Why do you want to start the new code in parallel to the old one? Why not stop the old one, and then start the new one? Structured Streaming ensures that all checkpoint information (offsets and state) are future-compatible (as long as state schema is unchanged), hence new code should be able to pick exactly where the old code left off. 


On Wed, Mar 21, 2018 at 11:56 AM, Priyank Shrivastava <priyank@asperasoft.com> wrote:
I am using Structured Streaming with Spark 2.2.  We are using Kafka as our source and are using checkpoints for failure recovery and e2e exactly once guarantees.  I would like to get some more information on how to handle updates to the application when there is a change in stateful operations and/or output schema.

As some of the sources suggest I can start the updated application parallelly with the old application until it catches up with the old application in terms of data, and then kill the old one.  But then the new application will have to re-read/re-process all the data in kafka which could take a long time.

I want to AVOID this re-processing of the data in the newly deployed updated application.

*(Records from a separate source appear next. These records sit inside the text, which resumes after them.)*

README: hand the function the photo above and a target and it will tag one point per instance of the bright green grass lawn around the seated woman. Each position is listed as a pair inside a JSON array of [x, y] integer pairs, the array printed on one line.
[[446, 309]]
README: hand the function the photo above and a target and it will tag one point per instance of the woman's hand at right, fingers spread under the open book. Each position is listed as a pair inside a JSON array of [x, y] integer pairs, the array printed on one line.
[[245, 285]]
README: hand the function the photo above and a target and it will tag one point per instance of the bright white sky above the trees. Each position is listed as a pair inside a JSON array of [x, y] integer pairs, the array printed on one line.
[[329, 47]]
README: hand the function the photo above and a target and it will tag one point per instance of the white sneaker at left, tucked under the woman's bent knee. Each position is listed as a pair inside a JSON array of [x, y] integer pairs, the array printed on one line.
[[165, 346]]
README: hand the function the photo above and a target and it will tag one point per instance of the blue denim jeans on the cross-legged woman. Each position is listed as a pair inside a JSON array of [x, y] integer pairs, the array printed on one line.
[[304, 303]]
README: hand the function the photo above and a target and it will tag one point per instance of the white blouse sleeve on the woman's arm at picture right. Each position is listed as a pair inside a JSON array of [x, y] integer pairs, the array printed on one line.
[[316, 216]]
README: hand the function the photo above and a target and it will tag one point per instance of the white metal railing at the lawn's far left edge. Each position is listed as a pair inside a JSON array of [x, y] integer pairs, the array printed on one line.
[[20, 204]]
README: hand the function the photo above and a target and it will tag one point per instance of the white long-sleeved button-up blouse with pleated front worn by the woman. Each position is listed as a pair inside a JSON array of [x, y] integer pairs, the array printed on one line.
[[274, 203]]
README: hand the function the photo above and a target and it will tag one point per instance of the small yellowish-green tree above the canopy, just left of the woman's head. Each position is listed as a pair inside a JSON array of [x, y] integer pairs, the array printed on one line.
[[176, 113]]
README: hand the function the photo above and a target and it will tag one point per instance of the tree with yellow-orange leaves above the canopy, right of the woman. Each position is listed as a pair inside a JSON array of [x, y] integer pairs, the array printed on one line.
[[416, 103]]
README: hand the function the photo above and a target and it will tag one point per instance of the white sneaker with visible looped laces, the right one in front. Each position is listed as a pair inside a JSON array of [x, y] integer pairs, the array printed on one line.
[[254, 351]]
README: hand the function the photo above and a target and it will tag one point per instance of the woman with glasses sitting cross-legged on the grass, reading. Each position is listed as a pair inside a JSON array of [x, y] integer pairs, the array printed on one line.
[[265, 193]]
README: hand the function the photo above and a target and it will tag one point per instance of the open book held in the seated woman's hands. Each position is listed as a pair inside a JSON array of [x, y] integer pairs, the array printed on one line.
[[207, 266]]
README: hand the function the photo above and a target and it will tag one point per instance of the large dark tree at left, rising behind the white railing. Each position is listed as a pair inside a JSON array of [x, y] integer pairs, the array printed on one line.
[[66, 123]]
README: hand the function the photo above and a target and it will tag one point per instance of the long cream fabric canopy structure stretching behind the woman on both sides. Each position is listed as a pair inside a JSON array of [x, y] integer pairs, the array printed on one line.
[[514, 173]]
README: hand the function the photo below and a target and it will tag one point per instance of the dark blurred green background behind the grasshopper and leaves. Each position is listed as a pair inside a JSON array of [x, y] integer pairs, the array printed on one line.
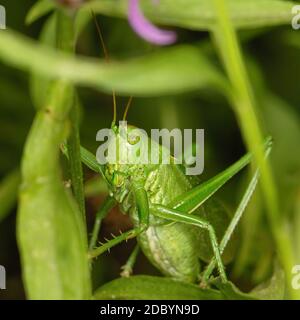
[[273, 60]]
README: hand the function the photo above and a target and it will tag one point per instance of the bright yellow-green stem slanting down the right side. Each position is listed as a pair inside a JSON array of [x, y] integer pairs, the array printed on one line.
[[243, 102]]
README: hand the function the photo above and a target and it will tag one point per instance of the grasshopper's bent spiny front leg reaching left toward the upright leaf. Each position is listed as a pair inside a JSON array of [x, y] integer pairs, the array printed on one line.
[[142, 204]]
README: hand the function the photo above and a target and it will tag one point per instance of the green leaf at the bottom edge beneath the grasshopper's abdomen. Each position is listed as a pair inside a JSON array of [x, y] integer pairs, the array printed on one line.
[[153, 288]]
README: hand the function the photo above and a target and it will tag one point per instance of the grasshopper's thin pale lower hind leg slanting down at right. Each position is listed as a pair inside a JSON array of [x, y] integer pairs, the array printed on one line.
[[235, 220]]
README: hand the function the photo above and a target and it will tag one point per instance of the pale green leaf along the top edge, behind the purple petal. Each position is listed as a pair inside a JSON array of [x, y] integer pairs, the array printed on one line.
[[200, 14]]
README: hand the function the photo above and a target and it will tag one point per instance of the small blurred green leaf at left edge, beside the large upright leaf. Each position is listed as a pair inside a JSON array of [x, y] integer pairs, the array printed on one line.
[[9, 189]]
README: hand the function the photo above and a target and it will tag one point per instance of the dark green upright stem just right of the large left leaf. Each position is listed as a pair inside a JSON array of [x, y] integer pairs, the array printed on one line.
[[66, 42]]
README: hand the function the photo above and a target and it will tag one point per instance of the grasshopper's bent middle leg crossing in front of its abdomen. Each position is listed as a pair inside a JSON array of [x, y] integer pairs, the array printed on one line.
[[177, 216]]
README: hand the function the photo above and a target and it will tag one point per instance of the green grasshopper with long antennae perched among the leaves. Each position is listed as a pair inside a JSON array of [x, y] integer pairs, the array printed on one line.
[[173, 215]]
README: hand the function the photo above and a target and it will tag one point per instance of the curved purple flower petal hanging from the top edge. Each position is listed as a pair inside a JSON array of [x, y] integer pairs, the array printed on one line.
[[145, 29]]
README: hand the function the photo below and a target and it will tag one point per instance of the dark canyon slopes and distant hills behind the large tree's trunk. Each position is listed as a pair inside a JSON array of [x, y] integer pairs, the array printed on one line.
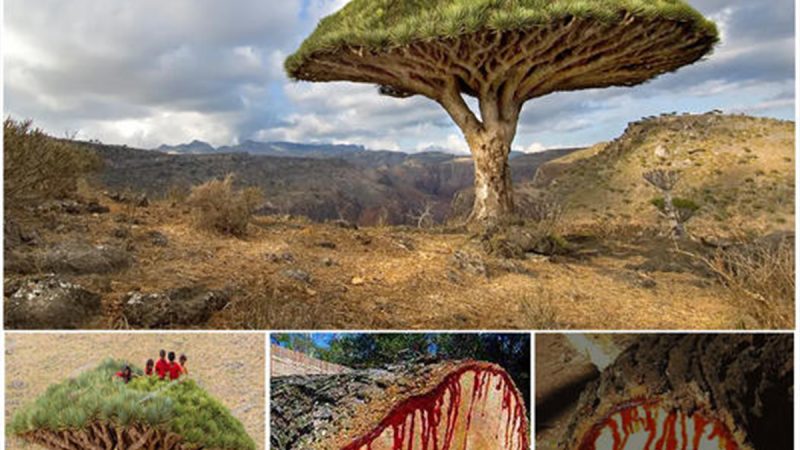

One way I can think of is for the application to keep writing the offsets into something in addition to the checkpoint directory, for example in zookeeper/hdfs.  And then, on an update of the application, I command Kafka readstream() to start reading from the offsets stored in this new location (zookeeper/hdfs) - since the updated application can't read from the checkpoint directory which is now deemed incompatible.

So a couple of questions:  
1.  Is the above-stated solution a valid solution?
2.  If yes, How can I automate the detection of whether the application is being restarted because of a failure/maintenance or because of code changes to stateful operations and/or output schema?

Any guidance, example or information source is appreciated.